Bato, que lleva un delantal blanco con unas rositas pintadas, cruza el pasillo con un gran plato.
—¡Ah, marica, por fin!
Gio siempre es el mismo.
—He trabajado para vosotros.
—Pues menos mal…, ¡ya estamos todos en la mesa!
Guido lleva una servilleta metida en el suéter. Exagerado como siempre, se ha puesto directamente el mantel en su jersey de cuello de pico.

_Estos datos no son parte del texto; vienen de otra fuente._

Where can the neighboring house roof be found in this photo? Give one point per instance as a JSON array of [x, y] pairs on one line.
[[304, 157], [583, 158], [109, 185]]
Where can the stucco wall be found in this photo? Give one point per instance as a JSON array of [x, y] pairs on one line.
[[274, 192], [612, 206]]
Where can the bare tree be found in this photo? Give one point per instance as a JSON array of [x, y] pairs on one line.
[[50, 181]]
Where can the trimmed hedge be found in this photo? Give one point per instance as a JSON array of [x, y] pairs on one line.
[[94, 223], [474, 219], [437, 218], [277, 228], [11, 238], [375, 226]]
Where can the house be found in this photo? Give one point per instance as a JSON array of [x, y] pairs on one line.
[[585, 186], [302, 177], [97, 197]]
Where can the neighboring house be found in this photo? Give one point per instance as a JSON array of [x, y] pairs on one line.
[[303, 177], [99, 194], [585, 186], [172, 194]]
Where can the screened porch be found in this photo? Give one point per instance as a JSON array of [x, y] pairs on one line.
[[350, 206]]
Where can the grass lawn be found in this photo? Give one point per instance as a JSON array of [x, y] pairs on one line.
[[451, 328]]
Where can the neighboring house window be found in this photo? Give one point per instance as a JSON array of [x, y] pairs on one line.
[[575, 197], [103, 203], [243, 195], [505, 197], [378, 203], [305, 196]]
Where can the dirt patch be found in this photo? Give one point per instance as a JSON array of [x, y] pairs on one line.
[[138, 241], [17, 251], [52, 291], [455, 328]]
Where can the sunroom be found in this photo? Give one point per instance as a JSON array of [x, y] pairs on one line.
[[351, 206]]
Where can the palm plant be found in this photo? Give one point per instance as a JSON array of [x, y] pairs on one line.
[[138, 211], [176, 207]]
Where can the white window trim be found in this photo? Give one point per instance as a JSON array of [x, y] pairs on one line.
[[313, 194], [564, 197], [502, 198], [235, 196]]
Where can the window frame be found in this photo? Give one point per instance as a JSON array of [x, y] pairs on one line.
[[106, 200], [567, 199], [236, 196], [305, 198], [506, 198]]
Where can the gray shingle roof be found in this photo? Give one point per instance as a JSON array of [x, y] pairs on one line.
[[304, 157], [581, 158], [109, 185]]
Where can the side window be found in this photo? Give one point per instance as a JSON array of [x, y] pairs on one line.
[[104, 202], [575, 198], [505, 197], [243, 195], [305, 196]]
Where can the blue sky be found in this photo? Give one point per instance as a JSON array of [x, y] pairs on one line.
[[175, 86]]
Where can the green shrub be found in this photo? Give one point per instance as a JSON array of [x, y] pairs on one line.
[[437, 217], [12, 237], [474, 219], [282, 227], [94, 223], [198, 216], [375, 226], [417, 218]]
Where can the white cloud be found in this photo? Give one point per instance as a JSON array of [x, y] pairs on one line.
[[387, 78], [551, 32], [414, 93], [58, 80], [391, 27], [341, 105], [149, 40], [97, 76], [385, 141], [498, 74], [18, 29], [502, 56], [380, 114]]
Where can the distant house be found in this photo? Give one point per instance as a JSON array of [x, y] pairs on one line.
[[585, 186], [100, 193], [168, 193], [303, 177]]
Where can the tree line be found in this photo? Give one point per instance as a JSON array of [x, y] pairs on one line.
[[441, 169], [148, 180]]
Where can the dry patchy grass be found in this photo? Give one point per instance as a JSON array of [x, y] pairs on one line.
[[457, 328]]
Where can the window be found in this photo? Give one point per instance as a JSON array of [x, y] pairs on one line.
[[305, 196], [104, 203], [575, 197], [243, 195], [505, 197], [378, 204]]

—¡Venga, que estamos a punto de morirnos!
—Ya, pues ahora os recuperaréis… Bueno, estoy preparando una pasta riquísima, pero de momento traigo… —Bato pone el plato en la mesa—. Mozzarella fresca de búfala traída directamente de Nápoles, un poco de requesón y crema de queso, ¿qué más queréis?
Nos abalanzamos en seguida sobre la mozzarella, cogemos dos o tres cada uno mientras que Gio se queda el último.
—¿Sólo me habéis dejado una?
—¡Pues aún gracias que haya quedado alguna!
Intenta robar una de mi plato, pero pongo el brazo encima para protegerlo.
—No…, oye, tío, que tienes que adelgazar.
—Ah, serás desagradecido, tú nunca tienes bastante, hoy incluso te has comido un jamón «ibérico» de importación, ¿no?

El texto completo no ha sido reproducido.